Keyboard Concerto No. 1 in D Minor

BWV1052

The Harpsichord Concerto in D Minor, BWV 1052 was probably written for Bach’s student-based music society which gave concerts at Zimmermann’s coffee house in Leipzig during the 1730s. It is the best-known of his seven keyboard concertos, with a dramatic style and minor-key emotionalism which appealed strongly to 19th-century tastes and led to its early revival in the 1830s with Felix Mendelssohn at the piano. What sets this work apart from Bach’s other harpsichord concertos is the extraordinary improvisatory freedom and virtuosity granted to the soloist. It is possible that, like his other keyboard concertos, Bach arranged it from one of his earlier (now lost) violin concertos, but overall, the keyboard writing is convincingly idiomatic, falling effortlessly under the fingers of both hands. The first movement (“Allegro”) draws its drama and cohesion from the terse theme played by everyone together at the opening: it reappears regularly throughout, and shorter elements infuse the accompaniment.

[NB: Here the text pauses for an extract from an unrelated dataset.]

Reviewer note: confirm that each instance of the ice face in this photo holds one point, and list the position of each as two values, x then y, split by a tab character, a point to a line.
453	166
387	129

The following “Adagio” also uses a unison theme to bookend and underpin the movement, while the harpsichord’s right hand sings a beautifully ornamented melody. Bach ends with a brilliant finale (“Allegro”)—intense but triumphant. In 1728, Bach reworked the music for all three movements in Cantatas 146 and 188, reassigning the solo part to the organ. About J.S. Bach's Keyboard Concertos The keyboard concerto arrived late in the Baroque. Its two pioneers—Bach and Handel—took up the form independently, nearly simultaneously and almost accidentally. Bach first experimented in his Fifth Brandenburg Concerto, and during the 1730s he went on to create 13 concertos for one, two, three and four harpsichords (BWV 1052-65), probably for his student-based music society, which gave concerts at Zimmermann’s coffee house in Leipzig. Bach didn’t so much compose these concertos as arrange them, taking earlier concertos for the violin and oboe and reworking them for the harpsichord. Bach himself may have played his seven solo concertos, while contemporary accounts tell us that the multiple harpsichord concertos relied on his elder sons and pupils as soloists.